I have yet to work at a business or attend a school where the IT guys (and gals), the lynch pins in every non-Mennonite empire, weren’t put in a basement or largely windowless, ignominious backroom, where they were made to stay until beckoned briefly out of their underworld. (My brother and his software-programming friends can well attest to this general truth of affairs.)
Though nurses are permitted to see daylight, they also put plenty of sweat into work for which they are sometimes under-appreciated. In a recent Newsweek article about the “nursing crisis," the writer explains that “the devaluation of nursing — both by overlooking nurses' contributions to positive outcomes for patients, and more subtly by emphasizing their devotion, compassion and self-sacrifice over their lifesaving skills — discourages students from the field and contributes to a critical nursing shortage.”
And I shudder to even remember the tales of fights, vitriolic parents and general black holes of intellectual enthusiasm that were daily encountered by my relatives and friends who officially or unofficially taught “for America.” They are, and always will be, more noble people than I.
Then, inevitably, come the numbers. Though money is certainly worse in other professions, the average salary range for these three isn’t quite knocking socks off. According to the Bureau of Labor Statistics, the mean salary for teachers, nurses and IT staff are as follows: for secondary school teachers, $54,390; for registered nurses, $65,130; and for computer support specialists, $46,370.
That last piece of the puzzle also seems to be the answer. It would be hard to find quotidian positions more crucial than those three, and higher salaries (though obviously an unpopular solution in present economic climes) could get those jobs off the list — which, more importantly, would mean that medical care, education and the operations of countless companies were being improved.

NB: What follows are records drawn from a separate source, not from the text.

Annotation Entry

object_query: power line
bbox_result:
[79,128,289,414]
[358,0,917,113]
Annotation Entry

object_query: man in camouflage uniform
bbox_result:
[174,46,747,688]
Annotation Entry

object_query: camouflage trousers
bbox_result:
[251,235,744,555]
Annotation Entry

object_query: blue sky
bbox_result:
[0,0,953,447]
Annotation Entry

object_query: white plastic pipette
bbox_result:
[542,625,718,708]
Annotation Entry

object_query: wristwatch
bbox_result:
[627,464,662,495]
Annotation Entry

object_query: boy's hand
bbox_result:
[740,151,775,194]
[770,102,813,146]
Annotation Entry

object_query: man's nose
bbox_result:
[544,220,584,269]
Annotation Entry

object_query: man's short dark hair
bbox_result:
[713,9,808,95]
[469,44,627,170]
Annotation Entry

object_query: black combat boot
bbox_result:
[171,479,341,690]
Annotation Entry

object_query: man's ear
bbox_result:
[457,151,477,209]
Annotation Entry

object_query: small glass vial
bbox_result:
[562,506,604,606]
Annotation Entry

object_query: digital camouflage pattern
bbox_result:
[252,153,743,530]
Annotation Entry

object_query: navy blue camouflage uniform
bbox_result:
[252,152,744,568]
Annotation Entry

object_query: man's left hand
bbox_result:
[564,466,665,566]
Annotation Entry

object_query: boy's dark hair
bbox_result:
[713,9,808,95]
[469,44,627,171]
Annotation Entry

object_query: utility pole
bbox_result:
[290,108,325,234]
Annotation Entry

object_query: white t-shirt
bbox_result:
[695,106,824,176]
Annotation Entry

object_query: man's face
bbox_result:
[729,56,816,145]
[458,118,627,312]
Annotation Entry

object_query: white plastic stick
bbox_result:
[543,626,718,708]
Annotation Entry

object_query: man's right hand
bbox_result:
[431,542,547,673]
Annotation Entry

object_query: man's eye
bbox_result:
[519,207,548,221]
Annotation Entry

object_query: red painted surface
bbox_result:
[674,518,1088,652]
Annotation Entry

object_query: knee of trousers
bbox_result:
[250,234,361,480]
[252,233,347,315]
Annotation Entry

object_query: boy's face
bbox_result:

As my father said of the nursing shortage, the answer is on some level easy: “If you pay them, they will come.”
Katy Steinmetz is a columnist and reporter for the Missourian. She moved to Columbia after spending two years teaching in Winchester, England, and one year in Edinburgh, Scotland. She has freelanced for a variety of publications, including 417 Magazine in Springfield, Mo., and the Guardian in London. Katy plans to complete her MU master's degree in 2010.